ア)「ハードトップ車のウエザーストリップ型成形部において、中空シール部(52)のシール面の裏側の面に、基底部(51)に向かって移動押片(56)を突設すると共に、基底部(51)の中空シール部(52)側の面に、シール面に向かって、固定押片(57)を突設してなり、ドア(20)を閉め、ドアガラス(21)で押して、中空シール部(52)を変形させた状態で、両押片(56,57)同士を突き合わせて中空シール部(52)のシール圧を高める如く構成してなるウエザーストリップ。」(【実用新案登録請求の範囲】の【請求項1】)
イ)「【従来の技術】
図1乃至図5を参考にして説明する。図中に二等辺三角形の頂角から下した中線の一方を塗潰した記号を使用しているが、これは塗潰し側が型成形部を表わし、非塗潰し側が押出成形部を表わしている。従来、例えばハードトップ車のセンターピラー部のウエストラインに取付けるウエザーストリップの端末の型成形部分として次のようなものがある。……図5における43,44はそれぞれウエザーストリップ押出成形部40の前後の中空シール部42,42のシール圧を高めるブリッジであって、前者については、中空部を外側から内側に3つに分ける2本のブリッジ43,43よりなり、その一端は基底部41のそれぞれ前部・後部に、他端はドアガラス21,21内面に当たる部分に纏めて結合してあり、後者については、前後に延びる長いブリッジ44のみよりなる。39は中央モール部分である。

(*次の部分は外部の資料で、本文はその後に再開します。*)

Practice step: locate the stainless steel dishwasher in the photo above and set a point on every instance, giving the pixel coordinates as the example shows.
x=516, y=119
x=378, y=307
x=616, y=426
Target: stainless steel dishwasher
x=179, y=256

……また、ウエザーストリップ押出成形部40とウエザーストリップ型成形部30との接続部に荷重差が生じると、シール荷重が変化し、水漏れを起こす等シール性を悪化させることがある。」(段落【0002】、【0003】)
ウ)「【実施例】
実施例について説明すると、20,20はそれぞれ前後のドア、21,21はその前後のドア20,20に取付けたドアガラス、50は本考案のウエザーストリップのセンターピラー端末部の型成形部分であって、次のように構成される。すなわち、51,51は図示されない前後一対のリテーナーにそれぞれ嵌着する基底部、52,52はそれぞれフロント側及びリア側のドア20,20を閉じた時、ドアガラス21,21の端面及び内面とそれぞれ弾接する中空シール部であって、前記基底部51,51にそれぞれ一体に結合してあり、いずれもシール面の肉厚を薄くし、肌荒れを防止するようにしてある。56は各中空シール部52のシール面の裏側の面に、基底部51に向かって突設した押片、57は基底部51の中空シール部52側の面に、シール面に向かって突設した押片であって、ドア20を閉め、ドアガラス21で押して、中空シール部52を変形させた状態で、押片56,57同士を突き合わせるか、……中空シール部52のシール圧を高めるようにするものである。さらに具体的に説明すると、押片56,57の長さはガラス非接触状態において約2〜3ミリの隙間に設定することが好ましい。」(段落【0006】)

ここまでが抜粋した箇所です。